Par Philippe Mustis, rédacteur de « L’écho des conques », infos antillaises à Genève et en Haute-Savoie – Le Salon du Livre de Genève du 27 avril au 1er mai qui vient de fermer ses portes est, après le Salon Livre Paris au mois de mars et celui de Bruxelles en février, chaque année, l’un des rendez-vous majeurs pour la littérature d’expression française en Europe.

Ce Salon laisse une place importante aux auteurs du continent africain et à ceux de la Diaspora : il a accueilli cette année Alain Mabanckou, Dany Laferrière, Christiane Taubira etc.

Pour la Martinique, l’écrivaine Suzanne Dracius était l’invitée du Salon du livre de Genève, dans une rencontre sur la Place du voyage, dimanche 1er mai, intitulée « Le voyage au féminin », en compagnie de la photographe Myriam Haas, avec comme modératrice Nine Simon, moment délicieux qui a permis au public genevois de découvrir les talents d’une grande plume des Antilles.

Une fois de plus Suzanne Dracius, très à l’aise dans l’exercice de la prise de parole en public, a su, avec brio, motiver et intéresser le public nombreux venu l’écouter, conquis par son charme naturel et ses talents d’oratrice.
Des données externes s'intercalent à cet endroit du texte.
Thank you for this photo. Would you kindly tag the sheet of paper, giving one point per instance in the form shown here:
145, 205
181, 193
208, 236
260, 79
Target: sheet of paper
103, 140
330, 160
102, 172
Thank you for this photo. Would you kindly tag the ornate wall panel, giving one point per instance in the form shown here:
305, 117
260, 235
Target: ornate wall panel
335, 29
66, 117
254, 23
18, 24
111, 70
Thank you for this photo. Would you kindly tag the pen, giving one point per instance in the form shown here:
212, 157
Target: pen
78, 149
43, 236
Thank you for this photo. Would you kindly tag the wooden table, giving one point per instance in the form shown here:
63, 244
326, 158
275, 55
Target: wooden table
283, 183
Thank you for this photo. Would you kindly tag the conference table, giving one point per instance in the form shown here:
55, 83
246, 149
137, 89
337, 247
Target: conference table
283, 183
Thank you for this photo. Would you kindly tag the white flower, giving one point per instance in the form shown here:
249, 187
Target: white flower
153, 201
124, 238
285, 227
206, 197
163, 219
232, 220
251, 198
Tous ont été avides de découvrir ses livres, après, à la séance de dédicaces. Rendez-vous est déjà pris dans le canton de Vaud au mois de juin avec son public en Suisse pour le Festival du livre romantique au château de Chillon.

L’éditeur Jean-Benoît Desnel, qui a fait le pari de revenir ici à Genève au Salon du livre qu’il connaît bien pour y avoir participé plusieurs fois, devrait gagner son pari, dans sa stratégie commerciale qui est faire une place en Suisse Romande, à sa maison d’édition Idem, qui publie des ouvrages de littératures du Sud et de l’Outre-mer français en livre de poche, ce qui permettra au public d’y avoir accès à petits prix, tant il est vrai que le prix du livre des littératures d’ailleurs et des éditeurs français fait obstacle à sa diffusion de façon importante auprès d’un lectorat toujours en attente de découvrir des littératures du « Tout-Monde », comme dirait feu Édouard Glissant, avec qui j’ai eu le plaisir d’échanger à Genève bien avant qu’il ne nous quitte.